By almost any measure, 2019 was a successful year for Amtrak. Company records show Amtrak served 32 million passengers that year – an all-time record – and the company’s adjusted operating loss declined to just $30 million, about 1/16 of what it had been 10 years earlier. The expectation was that Amtrak could, for the first time in its history, have a break even year in 2020.
But then COVID-19 hit. By April 2020 ridership had crashed to less than five-percent of what had been a year earlier. In May 2020 Amtrak President and Chief Executive Officer, William J. Flynn asked Congress for $4.9 billion in an additional supplemental funding or risk dramatic cuts in service nationwide.
Rail services like Amtrak now require passengers to wear masks.
Congress balked at funding such a large request, but Tester was able to help secure $1 billion in additional funding for Amtrak through the CARES Act (Coronavirus Aid, Relief, and Economic Security) with $345 million reserved for long-distance routes like the Empire Builder.
Nonetheless, on June 17, 2020, Flynn announced Amtrak would temporarily cut service on several of its long-distance routes, including the Empire Builder, from seven days to three. The cuts became effective on Oct. 19 and are expected to run through the summer of 2021 at the very least.
Many are skeptical that Amtrak will ever return the long-distance routes to their pre-pandemic schedules.
“Our real concern at this juncture is that the current reduction in service will become permanent and Amtrak in our state and elsewhere will be a less reliable and more inconvenient travel option for Americans,” said Paul Tuss, executive director of Havre-based Bear Paw Development Corporation.
Tina and Mike Sigsby of Dundee, Ore. enjoy the scenery of eastern Montana in the observation car of Amtrak’s Empire Builder train.
Tuss was testifying before a Senate Committee on Commerce, Science, and Transportation oversight hearing that Tester secured.
He said the Empire Builder adds $327 million annually to the economies of the states in which it operates, and that the federal government spends about $57 million to keep it running. He described it as a $270 million return on the investment.
Tuss said that in 2019, the Empire Builder’s 12 stations in Montana handled 121,429 passengers who boarded or disembarked, and that the railroad brings out-of-state visitors to Montana for vacations and other reasons that significantly help Montana’s economy.
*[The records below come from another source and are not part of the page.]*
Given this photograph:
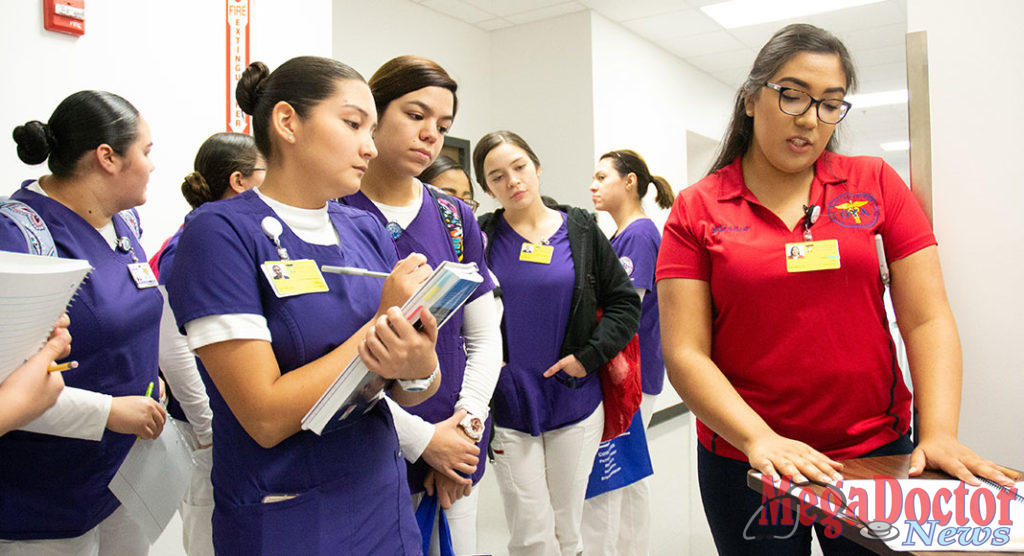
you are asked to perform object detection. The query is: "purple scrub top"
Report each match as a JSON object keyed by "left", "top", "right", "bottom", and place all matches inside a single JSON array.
[
  {"left": 342, "top": 185, "right": 495, "bottom": 493},
  {"left": 489, "top": 214, "right": 601, "bottom": 436},
  {"left": 0, "top": 180, "right": 164, "bottom": 540},
  {"left": 611, "top": 218, "right": 665, "bottom": 395},
  {"left": 168, "top": 191, "right": 420, "bottom": 555}
]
“This level of activity is significant, especially for a rural state,” he said. “Now is not the time to shrink from a commitment this nation has historically had to connect our people and places through a robust passenger rail system.”
Amtrak train in the East Glacier depot
Railroad advocates worry that Amtrak’s diminished service schedule will undermine its popularity with passengers, and could ultimately lead to Amtrak’s demise entirely.
“It is reasonable to expect that at least some riders will refuse to plan their itineraries around the days on which Amtrak is willing to provide a train,” notes an editorial on the “Railway Age” magazine web site. “Most will use their automobiles, while others will either take an airline (if possible), or just not make the trip. If there is a missed connection (an occurrence that happens more often than it should), it would cost a traveler two or three days, not just one.”
“If the trains become unreliable for potential riders, they will become unpopular with members of Congress,” the editorial continues. “That could endanger other Amtrak services, including the NEC (Northeast Corridor, Amtrak’s most popular and profitable route.)
If passed, Tester’s bill would require Amtrak to restore its pre-pandemic schedule of long-distance passenger service within 90 days.